Si par contre vous décidez que, chaque semaine, un seul exercice sera pris en compte pour l’évaluation mensuelle ou trimestrielle, il vous sera alors facile de renseigner le livret. L’alternance hebdomadaire des exercices disciplinaires réduit l’inquiétude des élèves. Ils savent qu’il y aura d’autres exercices qui leur permettront d’obtenir une moyenne raisonnable, et vous annulez ainsi le problème de l’absence de certains élèves aux périodes d’évaluation. Vous pouvez adopter un rythme hebdomadaire : une semaine évaluation en mathématique, la semaine suivante évaluation en grammaire, la suivante, évaluation en expression écrite… Ce type de contrôle continu vous permettra, de plus, de vérifier que les connaissances sont véritablement acquises.

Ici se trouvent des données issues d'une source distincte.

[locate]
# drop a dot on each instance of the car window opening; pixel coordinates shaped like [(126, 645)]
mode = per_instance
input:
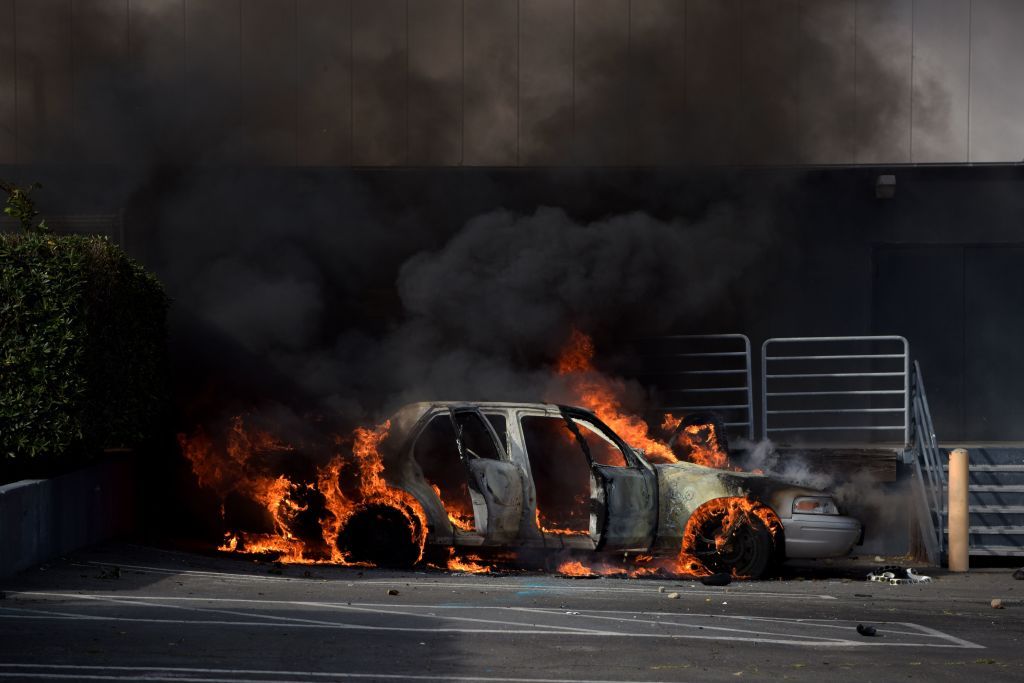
[(437, 455), (602, 450), (561, 475)]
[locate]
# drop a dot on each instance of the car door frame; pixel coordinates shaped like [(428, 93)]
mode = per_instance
[(607, 507), (502, 510)]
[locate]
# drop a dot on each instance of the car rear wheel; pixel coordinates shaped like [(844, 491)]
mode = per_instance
[(380, 535)]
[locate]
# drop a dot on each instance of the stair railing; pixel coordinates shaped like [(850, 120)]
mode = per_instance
[(930, 478)]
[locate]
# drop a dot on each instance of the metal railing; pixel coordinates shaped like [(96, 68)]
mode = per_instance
[(818, 388), (930, 476), (704, 374)]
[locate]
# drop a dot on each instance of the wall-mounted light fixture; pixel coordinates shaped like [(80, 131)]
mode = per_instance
[(885, 186)]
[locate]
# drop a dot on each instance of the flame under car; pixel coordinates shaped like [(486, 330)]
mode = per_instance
[(554, 477)]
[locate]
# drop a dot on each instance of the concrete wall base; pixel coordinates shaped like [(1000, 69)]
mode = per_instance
[(41, 519)]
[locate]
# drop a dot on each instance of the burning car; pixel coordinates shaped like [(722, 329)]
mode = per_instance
[(554, 477)]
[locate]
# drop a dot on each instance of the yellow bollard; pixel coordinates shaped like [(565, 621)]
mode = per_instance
[(958, 517)]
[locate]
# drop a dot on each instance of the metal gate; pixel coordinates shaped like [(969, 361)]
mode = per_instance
[(701, 374), (828, 390)]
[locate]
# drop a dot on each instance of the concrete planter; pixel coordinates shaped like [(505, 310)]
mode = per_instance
[(41, 519)]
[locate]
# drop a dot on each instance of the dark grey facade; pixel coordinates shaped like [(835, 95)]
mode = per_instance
[(200, 127), (511, 82)]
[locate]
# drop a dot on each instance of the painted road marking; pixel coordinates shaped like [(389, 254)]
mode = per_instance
[(569, 585), (732, 628), (572, 586), (181, 674)]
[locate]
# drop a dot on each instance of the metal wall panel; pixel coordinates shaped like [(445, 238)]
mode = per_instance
[(101, 100), (8, 89), (268, 82), (212, 75), (657, 80), (380, 73), (883, 67), (769, 131), (993, 335), (827, 81), (325, 96), (157, 128), (996, 83), (44, 81), (941, 66), (435, 57), (601, 88), (492, 90), (927, 310), (546, 116), (714, 99)]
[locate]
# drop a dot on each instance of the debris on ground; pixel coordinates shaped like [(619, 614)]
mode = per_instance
[(897, 575), (717, 580)]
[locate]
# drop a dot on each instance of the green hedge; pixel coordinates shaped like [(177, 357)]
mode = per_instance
[(82, 349)]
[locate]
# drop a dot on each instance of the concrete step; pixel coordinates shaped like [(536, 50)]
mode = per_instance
[(995, 528), (994, 474), (994, 455), (996, 551), (995, 516), (987, 497)]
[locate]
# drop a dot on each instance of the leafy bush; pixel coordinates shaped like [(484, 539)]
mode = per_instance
[(82, 349)]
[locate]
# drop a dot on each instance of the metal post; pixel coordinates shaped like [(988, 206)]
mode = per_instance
[(958, 511)]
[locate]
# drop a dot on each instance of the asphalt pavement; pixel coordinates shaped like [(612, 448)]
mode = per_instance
[(130, 612)]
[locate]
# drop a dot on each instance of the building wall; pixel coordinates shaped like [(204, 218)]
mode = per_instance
[(511, 82)]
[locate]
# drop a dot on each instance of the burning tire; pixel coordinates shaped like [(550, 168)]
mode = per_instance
[(381, 535), (731, 536)]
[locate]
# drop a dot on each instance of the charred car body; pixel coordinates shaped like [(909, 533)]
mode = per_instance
[(546, 476)]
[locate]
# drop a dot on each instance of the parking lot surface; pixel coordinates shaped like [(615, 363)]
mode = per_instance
[(128, 612)]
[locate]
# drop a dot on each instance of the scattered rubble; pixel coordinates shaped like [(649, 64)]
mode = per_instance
[(897, 575)]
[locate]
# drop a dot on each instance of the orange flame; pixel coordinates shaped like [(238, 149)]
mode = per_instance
[(701, 445), (601, 394), (464, 521), (728, 514), (573, 568), (236, 469), (467, 564)]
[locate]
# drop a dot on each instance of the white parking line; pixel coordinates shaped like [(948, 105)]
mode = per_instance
[(809, 633), (180, 674), (563, 585)]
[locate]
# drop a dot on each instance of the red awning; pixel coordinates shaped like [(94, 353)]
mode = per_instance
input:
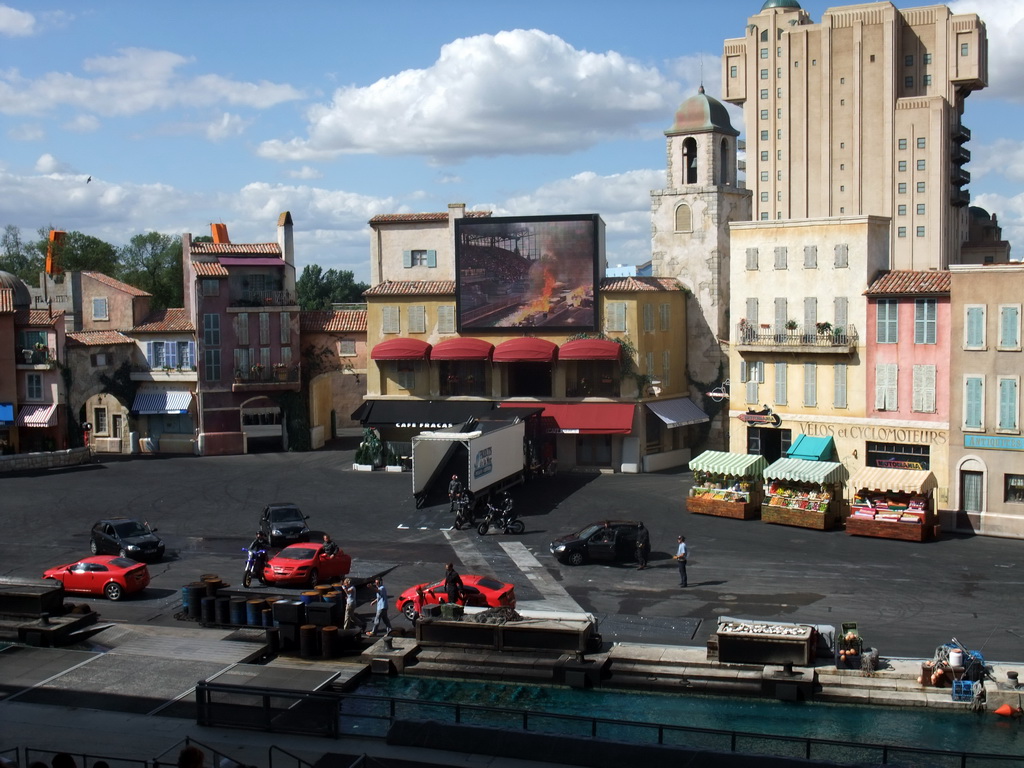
[(462, 349), (524, 350), (584, 418), (400, 349), (589, 349)]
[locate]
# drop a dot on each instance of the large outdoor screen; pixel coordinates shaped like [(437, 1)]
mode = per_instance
[(532, 271)]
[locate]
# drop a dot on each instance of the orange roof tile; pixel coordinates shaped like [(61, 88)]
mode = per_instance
[(391, 218), (166, 321), (123, 287), (640, 284), (413, 288), (333, 321), (97, 338), (908, 283)]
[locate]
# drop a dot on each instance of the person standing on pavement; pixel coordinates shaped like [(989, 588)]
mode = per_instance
[(680, 557), (643, 547), (381, 616), (453, 584)]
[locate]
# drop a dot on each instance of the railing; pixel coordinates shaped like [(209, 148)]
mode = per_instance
[(798, 336), (309, 713)]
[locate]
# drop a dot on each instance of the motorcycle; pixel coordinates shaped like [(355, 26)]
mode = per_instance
[(501, 518), (255, 560)]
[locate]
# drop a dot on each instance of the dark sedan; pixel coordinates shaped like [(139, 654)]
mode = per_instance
[(608, 541), (126, 538)]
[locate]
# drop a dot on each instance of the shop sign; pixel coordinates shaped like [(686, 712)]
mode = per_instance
[(993, 443), (764, 416)]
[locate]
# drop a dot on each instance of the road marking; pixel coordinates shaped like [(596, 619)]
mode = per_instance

Se faciliter les corrections

Dès les premières classes de l’élémentaire, il est de votre devoir d’effectuer les corrections des exercices et des cahiers de vos élèves. Vous pouvez ainsi facilement vous retrouver avec un travail très important.

L’évaluation et l'erreur

Souvenez-vous que seules les corrections faites en présence de l’élève ont du sens et sont efficaces. Passez dans les rangs pour effectuer les corrections plutôt que d’attendre le soir pour corriger la pile des cahiers qui se sont accumulés sur votre bureau. Un cahier doit comporter tous les jours quelques exercices corrigés avec attention. Ce sont ces cahiers que les parents viseront hebdomadairement pour suivre la progression de leur enfant. Quant aux exercices que vous proposez aux élèves, pensez à vous faciliter leur correction en utilisant un barème simple, connu des élèves. Vous pouvez aussi utiliser l’autocorrection et l’échange des cahiers entre élèves.